FIG. 25 is a graph showing an infrared absorption spectrum of a Techlead emulsion before ozone oxidation / decomposition treatment.

FIG. 26 is a graph showing an infrared absorption spectrum of a Techlead emulsion after an ozone oxidation / decomposition treatment.

FIG. 27 is a graph showing an infrared absorption spectrum of a Sportac emulsion before ozone oxidation / decomposition treatment.

FIG. 28 is a graph showing an infrared absorption spectrum of a Sportac emulsion after ozone oxidation / decomposition treatment.

FIG. 29 is a graph showing an infrared absorption spectrum of a visit emulsion before ozone oxidation / decomposition treatment.

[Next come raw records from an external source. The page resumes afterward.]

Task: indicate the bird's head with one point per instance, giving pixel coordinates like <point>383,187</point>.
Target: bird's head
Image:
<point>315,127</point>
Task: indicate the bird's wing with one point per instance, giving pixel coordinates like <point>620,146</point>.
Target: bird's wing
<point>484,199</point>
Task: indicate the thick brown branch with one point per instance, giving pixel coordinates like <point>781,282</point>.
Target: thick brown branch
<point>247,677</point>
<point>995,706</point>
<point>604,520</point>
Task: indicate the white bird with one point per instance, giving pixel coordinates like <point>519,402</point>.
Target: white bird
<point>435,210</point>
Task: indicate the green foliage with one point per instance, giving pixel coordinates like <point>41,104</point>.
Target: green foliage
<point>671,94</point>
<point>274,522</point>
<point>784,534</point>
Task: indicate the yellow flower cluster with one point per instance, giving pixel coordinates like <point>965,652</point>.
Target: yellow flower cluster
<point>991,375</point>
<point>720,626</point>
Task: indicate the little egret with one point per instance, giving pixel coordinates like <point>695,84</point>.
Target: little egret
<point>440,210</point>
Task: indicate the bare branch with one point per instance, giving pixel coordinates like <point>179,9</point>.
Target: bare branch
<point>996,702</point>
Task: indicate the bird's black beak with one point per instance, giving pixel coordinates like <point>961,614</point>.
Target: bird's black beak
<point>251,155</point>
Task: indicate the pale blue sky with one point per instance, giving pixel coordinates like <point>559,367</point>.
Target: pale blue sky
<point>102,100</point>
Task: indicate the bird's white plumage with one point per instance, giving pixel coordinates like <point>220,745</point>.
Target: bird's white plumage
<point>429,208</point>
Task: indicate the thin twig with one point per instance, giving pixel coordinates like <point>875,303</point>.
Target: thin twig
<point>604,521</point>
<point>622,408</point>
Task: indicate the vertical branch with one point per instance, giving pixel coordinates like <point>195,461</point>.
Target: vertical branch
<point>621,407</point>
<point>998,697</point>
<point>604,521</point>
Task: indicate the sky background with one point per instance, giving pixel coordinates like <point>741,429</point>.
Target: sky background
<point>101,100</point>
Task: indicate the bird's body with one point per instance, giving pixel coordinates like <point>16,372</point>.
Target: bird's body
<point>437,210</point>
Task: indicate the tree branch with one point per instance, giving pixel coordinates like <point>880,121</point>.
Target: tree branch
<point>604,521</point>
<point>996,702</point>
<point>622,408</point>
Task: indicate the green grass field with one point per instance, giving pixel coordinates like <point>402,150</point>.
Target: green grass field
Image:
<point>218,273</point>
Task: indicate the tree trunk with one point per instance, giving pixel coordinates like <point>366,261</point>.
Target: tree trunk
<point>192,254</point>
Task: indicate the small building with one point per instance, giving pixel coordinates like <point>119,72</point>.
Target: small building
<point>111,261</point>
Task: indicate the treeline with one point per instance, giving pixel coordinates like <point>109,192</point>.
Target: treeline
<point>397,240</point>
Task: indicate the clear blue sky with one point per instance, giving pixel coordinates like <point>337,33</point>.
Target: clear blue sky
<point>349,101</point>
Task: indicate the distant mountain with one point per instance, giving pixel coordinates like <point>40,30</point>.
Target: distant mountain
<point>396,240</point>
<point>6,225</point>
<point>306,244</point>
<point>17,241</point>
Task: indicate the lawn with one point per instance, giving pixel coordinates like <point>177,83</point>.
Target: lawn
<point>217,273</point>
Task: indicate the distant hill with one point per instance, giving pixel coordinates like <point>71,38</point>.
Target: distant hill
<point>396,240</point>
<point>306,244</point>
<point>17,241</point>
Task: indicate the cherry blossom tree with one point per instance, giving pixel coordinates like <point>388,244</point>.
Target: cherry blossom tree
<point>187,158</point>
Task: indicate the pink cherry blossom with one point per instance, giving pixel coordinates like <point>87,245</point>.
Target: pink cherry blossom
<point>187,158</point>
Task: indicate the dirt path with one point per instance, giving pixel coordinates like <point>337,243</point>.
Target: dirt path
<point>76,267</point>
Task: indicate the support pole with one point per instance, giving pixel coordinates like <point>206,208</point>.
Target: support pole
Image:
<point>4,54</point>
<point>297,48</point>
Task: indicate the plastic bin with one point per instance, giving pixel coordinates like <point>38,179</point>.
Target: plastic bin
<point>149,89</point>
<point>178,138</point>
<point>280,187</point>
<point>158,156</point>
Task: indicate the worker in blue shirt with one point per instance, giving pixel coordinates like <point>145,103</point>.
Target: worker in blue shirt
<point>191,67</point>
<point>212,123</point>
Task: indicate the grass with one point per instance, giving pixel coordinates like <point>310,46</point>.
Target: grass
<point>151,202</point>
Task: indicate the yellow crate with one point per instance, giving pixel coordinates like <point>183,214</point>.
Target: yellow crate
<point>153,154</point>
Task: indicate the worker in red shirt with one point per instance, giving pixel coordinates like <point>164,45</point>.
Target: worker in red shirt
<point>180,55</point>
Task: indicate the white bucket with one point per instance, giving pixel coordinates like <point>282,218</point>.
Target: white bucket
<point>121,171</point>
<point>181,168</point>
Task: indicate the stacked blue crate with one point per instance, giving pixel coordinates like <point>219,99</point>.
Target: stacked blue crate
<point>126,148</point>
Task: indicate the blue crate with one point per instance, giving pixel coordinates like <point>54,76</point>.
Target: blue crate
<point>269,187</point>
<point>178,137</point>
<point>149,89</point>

FIG. 30 is a graph showing an infrared absorption spectrum of a visit emulsion after an ozone oxidation / decomposition treatment.

[Explanation of symbols]

 Reference Signs List 1 Raw water tank (waste liquid tank) 2 Ozone generator 3 Reaction tower (reaction tank) 4 Activated carbon adsorption tower (organic matter removal tank) 5 Chemical tank 6 Mixing pump

 ────────────────────────────────────────────────── ─── Continued on the front page F term (reference) 4D024 AA10 AB11 AB12 AB13 BA02 BC01 CA01 DB24 4D050 AA12 AA20 AB03 AB17 AB18 AB19 AB20 BB02 BB09 BC02 BC10 BD02 BD03 BD04 BD06 BD08 CA06

Claims (8)

[Claims] 1. A method for mineralizing a pesticide waste liquid, wherein the residual pesticide is mineralized by causing a residence reaction of ozone to the pesticide waste liquid. 2. Inorganic pesticide waste liquid, characterized in that ozone is injected into the pesticide waste liquid, a residence reaction is applied thereto while applying pressure, and the residual pesticide is mineralized. Then, residual organic substances are removed from the liquid after the ozone treatment. Method. 3. The method for mineralizing an agricultural chemical waste liquid according to claim 2, wherein an oxidation reaction accelerator is added to the agricultural chemical waste liquid before the ozone injection, and the ozone is injected while stirring. 4. The residence reaction with ozone is performed at a pressure of at least 2 kg / cm ² for 2 minutes or more while maintaining gas-liquid contact between the waste liquid and ozone for 2 seconds or more and maintaining a dissolution efficiency of 90% or more. The method for mineralizing a pesticide waste liquid according to claim 2 or 3, wherein: 5. The method for mineralizing an agricultural chemical waste liquid according to claim 2, wherein the removal of the residual organic substances is performed by passing the liquid after the ozone treatment through activated carbon. 6. A waste liquid tank for storing agrochemical waste liquid, an ozone generator, a reaction tank for injecting ozone from the ozone generator into the waste liquid from the waste liquid tank to cause a stagnant reaction between the waste liquid and ozone, and An organic matter removing tank for removing residual organic matter from the liquid after the ozone treatment. 7. A chemical tank for adding an oxidation reaction accelerator to the agricultural chemical waste liquid in the waste liquid tank, and agitating the waste liquid to which the oxidation reaction accelerator has been added, and mixing the gas-liquid mixed fluid in the reaction tank. The apparatus for mineralizing an agricultural chemical waste liquid according to claim 6, further comprising a pump for pressurizing. 8. The apparatus for mineralizing an agricultural chemical waste liquid according to claim 6, wherein the organic matter removing tank is configured so that the liquid after the ozone treatment passes through activated carbon.